During the days we spent in Churchill, waiting on dispatch or weather delays, I explored the area on a borrowed Honda Cub 50cc motorcycle. Obviously underage, I would burn around the town and up and down the substantial shipping docks, waving to dock workers, Russian sailors, and the ever-friendly Royal Canadian Mounted Police with impunity. I hung around the blood-soaked Churchill Whale Products canning factory and tried beluga whale blubber. I climbed the rusty masts of the Russian grain freighters and, at high tide, rode out with the tug W.N. Twolan to tow a grain ship, the Warkworth, out to the mouth of the Churchill River.

My favourite boat was the RCMP’s Belcher. Her hull was a beautiful mallard green with yellow trim. At some point, my father and I caught a ride across the river in the Belcher, and I climbed on top of the stone ramparts of Fort Prince of Wales, which the English built in 1771. There, I found a rusty cannonball. I have no idea how I got it home, but it took up a special place in my bedroom.
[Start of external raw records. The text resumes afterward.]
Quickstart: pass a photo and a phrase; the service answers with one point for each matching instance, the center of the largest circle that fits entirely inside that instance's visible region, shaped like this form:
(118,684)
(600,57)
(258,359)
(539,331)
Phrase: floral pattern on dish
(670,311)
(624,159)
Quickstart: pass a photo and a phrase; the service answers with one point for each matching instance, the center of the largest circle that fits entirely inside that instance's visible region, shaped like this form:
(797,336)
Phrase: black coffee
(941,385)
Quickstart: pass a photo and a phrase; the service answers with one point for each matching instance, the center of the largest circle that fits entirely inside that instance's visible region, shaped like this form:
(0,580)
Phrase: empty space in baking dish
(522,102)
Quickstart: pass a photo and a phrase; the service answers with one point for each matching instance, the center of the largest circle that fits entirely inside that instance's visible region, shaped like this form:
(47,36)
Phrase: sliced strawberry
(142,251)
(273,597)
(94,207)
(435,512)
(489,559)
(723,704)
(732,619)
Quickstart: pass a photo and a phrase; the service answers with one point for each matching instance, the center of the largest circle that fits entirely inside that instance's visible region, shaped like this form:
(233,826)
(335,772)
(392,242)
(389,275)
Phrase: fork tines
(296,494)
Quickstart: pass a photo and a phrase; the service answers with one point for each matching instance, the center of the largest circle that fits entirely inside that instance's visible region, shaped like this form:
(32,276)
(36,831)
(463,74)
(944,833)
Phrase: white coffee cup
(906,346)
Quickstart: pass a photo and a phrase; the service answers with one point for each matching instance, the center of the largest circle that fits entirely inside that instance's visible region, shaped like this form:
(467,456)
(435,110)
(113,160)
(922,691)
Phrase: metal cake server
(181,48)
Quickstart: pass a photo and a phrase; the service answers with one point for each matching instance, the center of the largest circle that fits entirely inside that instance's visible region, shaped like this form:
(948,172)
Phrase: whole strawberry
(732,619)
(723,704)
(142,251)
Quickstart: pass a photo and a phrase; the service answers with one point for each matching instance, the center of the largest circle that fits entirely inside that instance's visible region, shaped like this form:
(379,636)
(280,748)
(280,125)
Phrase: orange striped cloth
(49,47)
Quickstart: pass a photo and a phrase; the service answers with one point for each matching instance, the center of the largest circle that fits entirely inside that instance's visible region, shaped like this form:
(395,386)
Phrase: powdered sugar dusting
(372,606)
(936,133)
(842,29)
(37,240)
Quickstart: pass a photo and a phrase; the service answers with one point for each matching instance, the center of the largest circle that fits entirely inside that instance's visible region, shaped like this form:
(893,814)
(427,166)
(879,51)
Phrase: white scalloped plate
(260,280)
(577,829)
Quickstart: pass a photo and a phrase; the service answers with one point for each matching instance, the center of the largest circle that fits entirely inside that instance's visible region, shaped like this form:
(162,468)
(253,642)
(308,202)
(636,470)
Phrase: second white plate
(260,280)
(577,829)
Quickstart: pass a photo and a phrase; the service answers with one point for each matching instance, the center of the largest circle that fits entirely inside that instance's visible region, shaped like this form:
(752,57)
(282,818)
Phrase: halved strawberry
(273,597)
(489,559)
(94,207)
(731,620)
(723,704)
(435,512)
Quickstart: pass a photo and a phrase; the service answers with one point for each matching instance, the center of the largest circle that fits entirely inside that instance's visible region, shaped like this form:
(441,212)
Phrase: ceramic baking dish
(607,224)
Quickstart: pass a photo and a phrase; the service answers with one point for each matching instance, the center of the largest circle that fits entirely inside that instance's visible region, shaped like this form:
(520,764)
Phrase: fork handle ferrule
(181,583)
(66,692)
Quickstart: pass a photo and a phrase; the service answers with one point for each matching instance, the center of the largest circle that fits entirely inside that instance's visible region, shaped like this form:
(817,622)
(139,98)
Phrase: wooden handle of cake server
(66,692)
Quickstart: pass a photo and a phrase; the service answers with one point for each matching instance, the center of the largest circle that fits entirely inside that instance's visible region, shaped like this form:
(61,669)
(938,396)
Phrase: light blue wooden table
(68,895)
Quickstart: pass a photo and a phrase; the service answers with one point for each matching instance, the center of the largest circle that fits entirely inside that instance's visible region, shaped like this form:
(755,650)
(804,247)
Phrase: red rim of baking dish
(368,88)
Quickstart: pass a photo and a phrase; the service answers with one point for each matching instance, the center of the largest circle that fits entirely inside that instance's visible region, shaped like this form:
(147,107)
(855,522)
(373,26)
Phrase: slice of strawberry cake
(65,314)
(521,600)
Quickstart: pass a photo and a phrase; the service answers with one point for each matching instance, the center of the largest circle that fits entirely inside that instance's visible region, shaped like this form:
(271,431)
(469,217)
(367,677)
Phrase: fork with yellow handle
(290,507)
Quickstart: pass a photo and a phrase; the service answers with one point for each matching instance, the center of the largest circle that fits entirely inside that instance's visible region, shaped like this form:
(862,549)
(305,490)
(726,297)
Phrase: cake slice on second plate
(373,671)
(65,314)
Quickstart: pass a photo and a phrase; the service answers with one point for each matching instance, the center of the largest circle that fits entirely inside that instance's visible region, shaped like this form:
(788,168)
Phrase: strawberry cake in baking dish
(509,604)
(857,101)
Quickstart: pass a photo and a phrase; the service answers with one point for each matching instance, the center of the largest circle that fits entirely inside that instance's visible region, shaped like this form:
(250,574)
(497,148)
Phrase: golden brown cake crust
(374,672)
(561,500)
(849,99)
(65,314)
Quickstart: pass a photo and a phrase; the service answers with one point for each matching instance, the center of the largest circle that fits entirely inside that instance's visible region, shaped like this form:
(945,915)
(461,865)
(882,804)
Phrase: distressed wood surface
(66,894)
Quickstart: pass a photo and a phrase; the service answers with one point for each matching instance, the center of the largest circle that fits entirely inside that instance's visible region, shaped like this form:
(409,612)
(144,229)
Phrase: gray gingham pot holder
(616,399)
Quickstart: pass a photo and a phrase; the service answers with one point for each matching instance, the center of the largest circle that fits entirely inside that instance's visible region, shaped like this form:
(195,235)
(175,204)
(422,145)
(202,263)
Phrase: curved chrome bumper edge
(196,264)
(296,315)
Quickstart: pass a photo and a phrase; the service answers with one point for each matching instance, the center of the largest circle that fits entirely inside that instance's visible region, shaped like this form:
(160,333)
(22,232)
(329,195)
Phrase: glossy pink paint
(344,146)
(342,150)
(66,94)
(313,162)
I rode my motorcycle from the airport in Fort Churchill through the town of Churchill to the northern end of the town’s only road and climbed to the top of the Cape Merry monument.

In one magical moment in Churchill, when I was off exploring some rocky shore by myself, a lone harp seal surfaced beside where I was standing. We stared eye-to-eye for several moments until she seemed to turn away in embarrassment and slip silently under the waters. Behind those big, round, moist eyes, I sensed an intelligence and awareness that mirrored my own. I could never understand how anybody could kill one of these gentle creatures for profit. I have no arguments against those who hunt animals for food or survival, but I could never condone hunting for profit or pleasure—not after looking into those eyes.

I enjoyed near-total freedom, except I couldn’t ride to the garbage dump. The Polar Bears owned the dump, and I could only go there with an armed escort.

In Churchill, the polar bears, although fascinating to me, were generally considered a nuisance. My father, the copilot, the mechanic and I would go to the dump to scavenge electronics that the U.S. Air Force had thrown away. Avro Joe found a complete HF radio that only missed a burnt-out vacuum tube. We carefully worked our way around the bears that frequented the dump. Bears accustomed to the garbage handouts tried to make the dumps their homes. The Natural Resource Officers would paint large red numbers on their sides, so we got to know some of them as #9 or #3. The numbers were significant because if they tranquillized the bear and slung him out of the area with a helicopter, the rangers would know if and when he returned. And they would. Any bear that got aggressive would be shot.

Bears were known to come into town, and fire trucks would be called in to hose them out. We always checked around corners before leaving our trailer. That summer, while we were away flying, an Eskimo boy was eaten on the streets of Churchill.

Today, Churchill is considered the Polar Bear Capital of the World. Tourists come from all over the world to watch the polar bears. However, Natural Resource Officers can no longer paint the bears red.